Use a data policy to control how long to retain Analytics and Archive logs.
When FortiAnalyzer receives a log, it is stored in a file. Logs will continue to populate this file until its limit is reached, at which time the file is "rolled" which involves compressing the file and creating a new one for further logs of that type. These files (rollled or otherwise) count against the archive retention limits and are referred to as Archived or Offline logs.
You cannot immediately view details about these logs in the FortiView > FortiView, Log View, and Incidents & Events/FortiSoC panes. You also cannot generate reports about the logs in the Reports pane.
Archive logs are stored unchanged and can be uploaded to a file server for use as backups.
- If you are using a FortiAnalyzer-VM, you may also choose to snapshot the data drive to backup your logs.
- If you are using a physical FortiAnalyzer which leverages RAID for storage, remember that RAID is not a backup solution.
Log storage in Archive is important since it is used to rebuild the database in the event of database corruption, or in some cases during upgrades.
Immediately following the storage of a log in an archive, the same log is inserted into the SQL database. This function is also known as being indexed, and these logs are referred to as Analytic or Online logs.

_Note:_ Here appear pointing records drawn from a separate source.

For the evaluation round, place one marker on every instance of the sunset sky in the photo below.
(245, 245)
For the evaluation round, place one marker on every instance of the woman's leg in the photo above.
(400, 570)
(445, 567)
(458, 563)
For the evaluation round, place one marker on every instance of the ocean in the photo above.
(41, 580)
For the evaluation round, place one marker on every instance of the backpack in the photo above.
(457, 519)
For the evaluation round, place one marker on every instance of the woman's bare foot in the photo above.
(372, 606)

Analytic logs are the only logs which are used for analysis in FortiAnalyzer FortiSoC, Log View (excluding Log Browse), Incidents and Events, and Reports.
Analytic logs are dissected during insertion and any subtypes are stored as their own category. For example, security profile logs such as web filtering logs are sent and stored as Traffic logs when archived, however, Analytics extracts the relevant web filtering fields and stores them in a web filtering table.
Indexed logs take up significantly more space than the same amount of logs in Archive.
Most administrators may need to store between 30 and 60 days in Analytics, however, this should be configured for the amount of time that you would typically need to explore the logs for.
If you need to run analytics for dates outside your Analytics retention, you may perform a database rebuild and load the particular date range. A database rebuild involves purging all logs from Analytics and loading logs for the days of interest from Archive. Once analysis is complete, you can then rebuild once more to load the most current logs into analytics from the archive.